Billions of our hard earned tax dollars have been frittered away on projects benefiting commerce, not the people. In Ontario alone, before privatization of Hydro One, it was run by one president, one vice-president, one department head, and so on. The president’s annual salary was around $420,000. Today, in Ontario ‘s Hydro (between the Ontario Energy Board (OEB), Hydro One and the Ontario Power Generation (OPG) (all three Public Sector Agencies)), the president reportedly earns around $4million annually, and there are 11,879 employees who make more than $100,000/year. These top earners draw combined annual earnings of over 1.6 billion dollars. 626 in management positions are making more than $200,000/year…
… while many Ontarions are having to decide whether they can afford heating or eating this winter, because they can’t come up with the money for both.
And yet, this week we’ve heard that our Prime Minister has been making the rounds, intent on privatizing yet more of the country’s assets, despite economical and historical data proving that privatization of assets can add a minimum of a third of the costs to taxpayers, when internal positions are outsourced.
Canadians on a government pension of $12 to $14K a year can only pretend for so long that the enormous government wages and pensions of civil servants and politicians make any sort of logical or humane sense.
Despite no recent Prime Minister having been elected with a clear majority or mandate, sweeping changes that will affect Canadians for generations have been put into place over the last few decades, with barely a whimper. Or, if a whimper was murmured, it was simply ignored.
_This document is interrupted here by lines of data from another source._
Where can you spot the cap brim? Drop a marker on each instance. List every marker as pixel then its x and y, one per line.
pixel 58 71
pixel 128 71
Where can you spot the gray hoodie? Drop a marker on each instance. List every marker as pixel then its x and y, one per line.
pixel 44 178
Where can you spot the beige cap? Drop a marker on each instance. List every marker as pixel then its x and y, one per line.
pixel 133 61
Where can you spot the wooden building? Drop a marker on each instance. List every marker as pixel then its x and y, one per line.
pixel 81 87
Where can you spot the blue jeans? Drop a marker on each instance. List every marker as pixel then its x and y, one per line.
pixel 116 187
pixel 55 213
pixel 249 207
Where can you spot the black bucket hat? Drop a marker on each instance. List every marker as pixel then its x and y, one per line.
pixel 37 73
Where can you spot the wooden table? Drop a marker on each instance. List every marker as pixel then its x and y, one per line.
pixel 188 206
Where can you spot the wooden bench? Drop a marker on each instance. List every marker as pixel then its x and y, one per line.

At best, we changed lobsters and continued the dance.
And we can only look on from afar and pray for American’s who are, like it or not, about to have their historical clock turned back to the ‘good ol’ days’ of segregation, back alley abortions, internment camps, and increasing civil unrest.
Many think we’re at a pivotal moment in time, although the events of 2016 may pale in light of other ‘really terrible years,’ like 1347-50, when the Black Death took a third of Europe’s population; 1492, when the indigenous people of America invited the wrong people to dinner; Ireland’s Potato Famine of 1845; or Europe in 1943, when the Holocaust deaths were at their height. Certainly, Syrians will name 2016th as their country’s nadir.
From History Today, ” If I was forced to name the worst year, it would probably be 1914. In July of that year, a European order that had brought peace, prosperity and extraordinary artistic and scientific progress, began to unravel. The vast conflict that followed led directly to the Russian Revolution, Nazi Germany, the Holocaust, the atomic bomb, the Cold War and the mess that is the modern Middle East. Only in 1989, with the fall of the Berlin Wall, did we enter a relatively stable period – the ‘End of History’ – before it came crashing down on September 11th, 2001. ”
So – we’ve been here before. However I don’t think there’s precedent for this year of Syria and Iraq; unparalleled devastation creating a flood of refugees fleeing for their lives; Europe’s epidemic of terrorism, Brexit, the Zika outbreak, horrific civil unrest in Turkey, growing racial tension in the United States; famine in northern Nigeria, American peaceful protests being met with aggressive military engagement; and possibly worst of all, the unholy alliance of Donald Trump and Vladimir Putin … these are this year’s trials.
What comes after the “End of History?” Whatever happens next, it is certainly a time when the decisions and actions we – as a people – take now, will determine where we go from here, and will define not just North America’s future, but the entire planet’s.